Preserving Authorship in a GitOps World with Kyverno
It seems just about everyone is doing GitOps in Kubernetes these days. With so many available tools and the maturity of them, it's hard to avoid it. But with only one tool being responsible for the actual creation in the cluster of the resources stored in git, it makes it difficult or impossible for someone to answer the question, "who is the author of this thing?" In this post, I'll show one nifty method for getting more mileage out of Kyverno by using its CLI to help you answer this question in an automated fashion.
One of the inevitabilities of Kubernetes--or, indeed, any IT system--is that once it proves to be successful, more people within an organization begin to adopt it. More people equals more hands in the pie as it were, and being able to identify those people is often times quite important. From an organizational perspective, people are grouped into teams and it's a well-known and commonly-accepted practice for things like team names to be required, often as labels or annotations, when creating Kubernetes resources. This desire falls under the governance category when it comes to policy and Kyverno handles this extremely easily today with validate rules. Teams are often necessary, but it still doesn't capture the individual person. Which person on this team was responsible here? When multiple people participate in authoring resources into a single git repo, things get tricky.
Assigning owners automatically is also possible today as shown in this mutate policy. In cases where users are allowed to individually and directly create resources against a cluster, this can be a viable approach. But in the GitOps world, this isn't how things happen. The tool of choice (Argo CD, Flux, etc) is the sole creator of these resources and so using this policy would result in indicating all resources were created by the same ServiceAccount like shown below in a snippet of a Pod being deployed to a cluster by Argo CD.
1apiVersion: v1
2kind: Pod
3metadata:
4 annotations:
5 kyverno.io/created-by: '{"username":"system:serviceaccount:argocd:argocd-application-controller"}'
6 creationTimestamp: "2023-02-12T15:51:27Z"
7 generation: 1
8 labels:
9 app.kubernetes.io/instance: signed-development
10 name: nginx-platform
11 namespace: platform-a
12 resourceVersion: "1750857"
13 uid: ad2b0ce9-1b6e-47ed-a9d2-946c7856c179
14spec:
15 <snip>
The resulting workflow this represents looks like the below.

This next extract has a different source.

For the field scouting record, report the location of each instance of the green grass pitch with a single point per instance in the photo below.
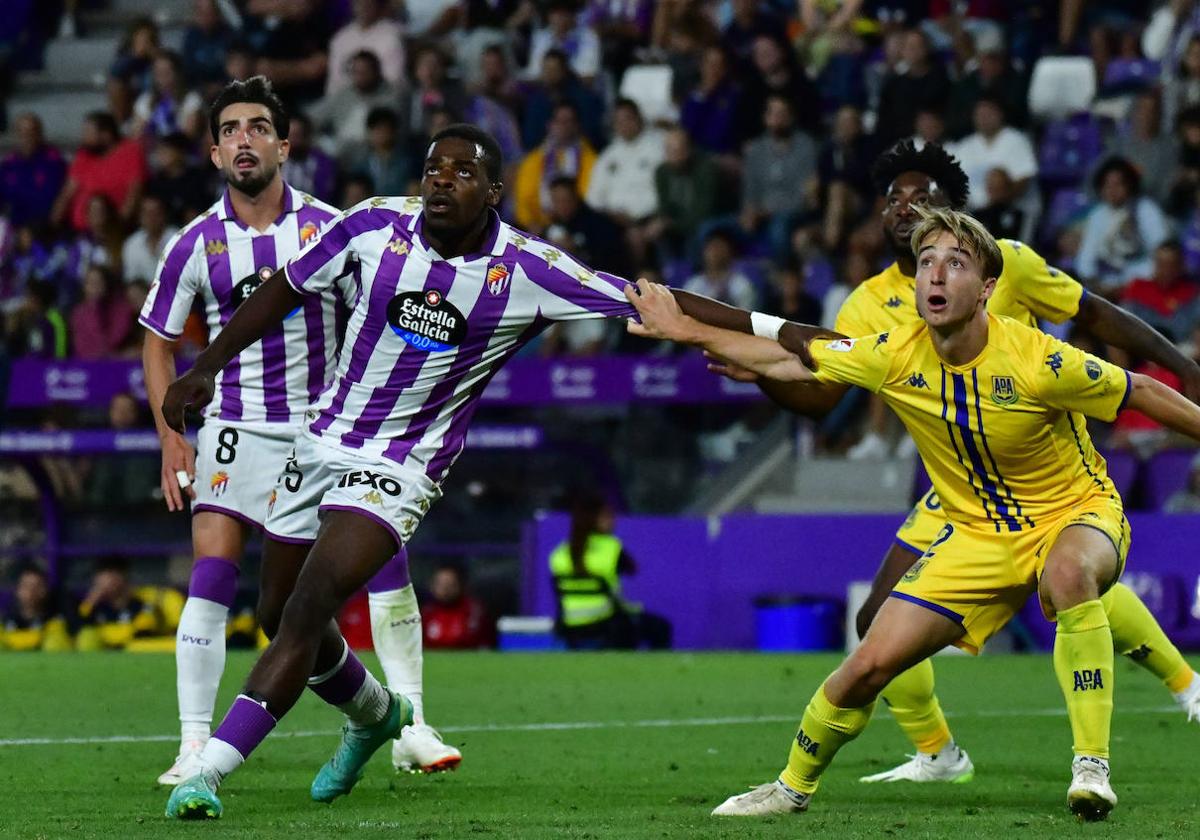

Even though the ServiceAccount named, in this case, argocd-application-controller
was the principal responsible for the creation of the resource, it wasn't the author. What's needed here is an automated way to add this authorship information inside of the pipeline to the resources being created by their human operators.
The Kyverno CLI has a wide range of functionalities. One of its capabilities is being able to apply a Kubernetes resource manifest to a policy and view the result. This works not just for validate rules but for mutate rules as well. When used with a mutate rule, it can also show the final result of that mutation. This result can very easily be sent to a file by using the -o
flag.
See the output of the
kyverno apply -h
command for all the possibilities.
Kyverno also has a rich variable system and has the ability to set the values of those variables during runtime in the CLI. A mutate rule with a variable can be written to add a label or annotation to any Kubernetes resource quite simply. In this example, I've chosen a label named corp.org/author
. The value of this will be dynamically set in the next step.

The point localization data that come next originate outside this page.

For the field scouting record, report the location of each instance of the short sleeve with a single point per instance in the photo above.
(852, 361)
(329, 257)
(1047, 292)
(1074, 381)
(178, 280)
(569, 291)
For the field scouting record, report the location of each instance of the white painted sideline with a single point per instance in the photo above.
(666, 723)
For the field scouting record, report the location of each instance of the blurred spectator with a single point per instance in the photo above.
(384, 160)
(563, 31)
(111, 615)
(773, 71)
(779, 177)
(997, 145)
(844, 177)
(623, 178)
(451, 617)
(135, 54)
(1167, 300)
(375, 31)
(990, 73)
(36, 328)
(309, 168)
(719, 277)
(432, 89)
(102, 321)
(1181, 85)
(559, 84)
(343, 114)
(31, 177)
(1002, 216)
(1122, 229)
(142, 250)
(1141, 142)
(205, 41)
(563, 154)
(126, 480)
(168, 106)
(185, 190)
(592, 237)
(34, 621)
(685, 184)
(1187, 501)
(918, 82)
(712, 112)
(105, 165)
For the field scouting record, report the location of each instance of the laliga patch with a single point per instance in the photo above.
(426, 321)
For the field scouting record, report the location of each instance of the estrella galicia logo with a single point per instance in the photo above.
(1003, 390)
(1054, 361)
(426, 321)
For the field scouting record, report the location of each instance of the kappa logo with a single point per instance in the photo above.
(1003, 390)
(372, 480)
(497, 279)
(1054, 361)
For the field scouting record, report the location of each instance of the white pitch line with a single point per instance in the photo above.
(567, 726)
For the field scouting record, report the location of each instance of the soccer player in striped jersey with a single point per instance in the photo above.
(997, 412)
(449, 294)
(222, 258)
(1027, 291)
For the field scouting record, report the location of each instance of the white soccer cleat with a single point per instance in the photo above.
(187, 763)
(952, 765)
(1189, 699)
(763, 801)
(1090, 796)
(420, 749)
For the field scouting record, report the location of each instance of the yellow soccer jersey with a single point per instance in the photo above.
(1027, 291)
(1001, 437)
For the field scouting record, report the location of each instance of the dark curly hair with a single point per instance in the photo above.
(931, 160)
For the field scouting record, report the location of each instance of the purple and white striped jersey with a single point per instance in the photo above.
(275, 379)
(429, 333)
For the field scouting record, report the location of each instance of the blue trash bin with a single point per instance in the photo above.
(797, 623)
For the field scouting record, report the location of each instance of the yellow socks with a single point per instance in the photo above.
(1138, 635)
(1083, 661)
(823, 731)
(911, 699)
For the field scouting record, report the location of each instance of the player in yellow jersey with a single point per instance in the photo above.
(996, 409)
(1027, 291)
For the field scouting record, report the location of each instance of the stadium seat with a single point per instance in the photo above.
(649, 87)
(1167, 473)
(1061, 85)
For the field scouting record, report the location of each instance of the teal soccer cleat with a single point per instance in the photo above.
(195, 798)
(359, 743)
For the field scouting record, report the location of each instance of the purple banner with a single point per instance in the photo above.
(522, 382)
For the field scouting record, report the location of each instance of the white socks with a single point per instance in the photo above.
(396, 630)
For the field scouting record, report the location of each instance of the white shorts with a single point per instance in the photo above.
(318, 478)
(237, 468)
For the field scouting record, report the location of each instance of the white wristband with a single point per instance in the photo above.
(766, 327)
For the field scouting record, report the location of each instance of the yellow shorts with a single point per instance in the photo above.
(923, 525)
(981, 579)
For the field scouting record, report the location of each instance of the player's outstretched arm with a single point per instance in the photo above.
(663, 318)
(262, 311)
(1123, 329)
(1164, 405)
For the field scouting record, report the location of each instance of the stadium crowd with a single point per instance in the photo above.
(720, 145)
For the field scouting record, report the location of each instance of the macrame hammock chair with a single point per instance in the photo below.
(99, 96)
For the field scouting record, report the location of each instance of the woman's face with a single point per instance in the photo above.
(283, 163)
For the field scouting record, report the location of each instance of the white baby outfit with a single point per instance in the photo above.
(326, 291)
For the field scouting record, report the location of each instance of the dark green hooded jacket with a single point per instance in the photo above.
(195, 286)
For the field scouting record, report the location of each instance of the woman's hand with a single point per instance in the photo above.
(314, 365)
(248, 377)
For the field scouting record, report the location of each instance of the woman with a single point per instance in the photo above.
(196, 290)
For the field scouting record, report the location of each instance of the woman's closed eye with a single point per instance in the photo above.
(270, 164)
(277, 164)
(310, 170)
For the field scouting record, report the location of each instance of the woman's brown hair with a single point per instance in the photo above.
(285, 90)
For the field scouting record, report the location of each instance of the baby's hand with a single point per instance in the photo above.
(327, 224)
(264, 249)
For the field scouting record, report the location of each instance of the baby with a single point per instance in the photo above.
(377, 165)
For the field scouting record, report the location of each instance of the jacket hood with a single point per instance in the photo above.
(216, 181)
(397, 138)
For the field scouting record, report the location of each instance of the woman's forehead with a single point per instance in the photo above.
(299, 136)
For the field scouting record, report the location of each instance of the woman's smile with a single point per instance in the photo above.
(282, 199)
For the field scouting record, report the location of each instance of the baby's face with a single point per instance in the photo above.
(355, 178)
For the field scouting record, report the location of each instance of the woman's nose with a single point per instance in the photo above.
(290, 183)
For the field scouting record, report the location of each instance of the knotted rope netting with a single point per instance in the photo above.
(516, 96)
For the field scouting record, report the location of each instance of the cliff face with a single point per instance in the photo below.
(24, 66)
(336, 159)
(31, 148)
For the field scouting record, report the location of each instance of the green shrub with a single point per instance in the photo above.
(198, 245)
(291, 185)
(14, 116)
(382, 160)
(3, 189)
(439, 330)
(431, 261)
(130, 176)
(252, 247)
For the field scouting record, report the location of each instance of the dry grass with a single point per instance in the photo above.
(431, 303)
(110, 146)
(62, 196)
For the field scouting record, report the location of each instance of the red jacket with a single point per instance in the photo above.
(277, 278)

1apiVersion: kyverno.io/v1
2kind: ClusterPolicy
3metadata:
4 name: add-labels
5spec:
6 background: false
7 rules:
8 - name: add-author
9 match:
10 any:
11 - resources:
12 kinds:
13 - "*"
14 mutate:
15 patchStrategicMerge:
16 metadata:
17 labels:
18 corp.org/author: "{{request.githubprauthor}}"
If you're already familiar with Kyverno and its CLI, the "trick" you might have noticed here is using a variable in the policy which begins with
request.
. Although variables which begin with this word normally come from the Kubernetes API server via its AdmissionReview, I'm piggybacking off of that to define my own. This obviously would never work in a live cluster, but it allows the CLI to permit the variable rather than flagging it as unrecognizable.
Basically all of the CI tools out there have some type of pre-defined variable which captures the ID of the user who initiated a pull/merge request. In GitHub Actions, which is where I'll be showing this, it's found under the event type at github.event.pull_request.user.login
. We should then be able to pair a mutate rule, like the above, with this information to capture the ID of that user at the time such a request is opened. Once pieced together, we can do something like the example GitHub Actions workflow shown below. Let's break it down.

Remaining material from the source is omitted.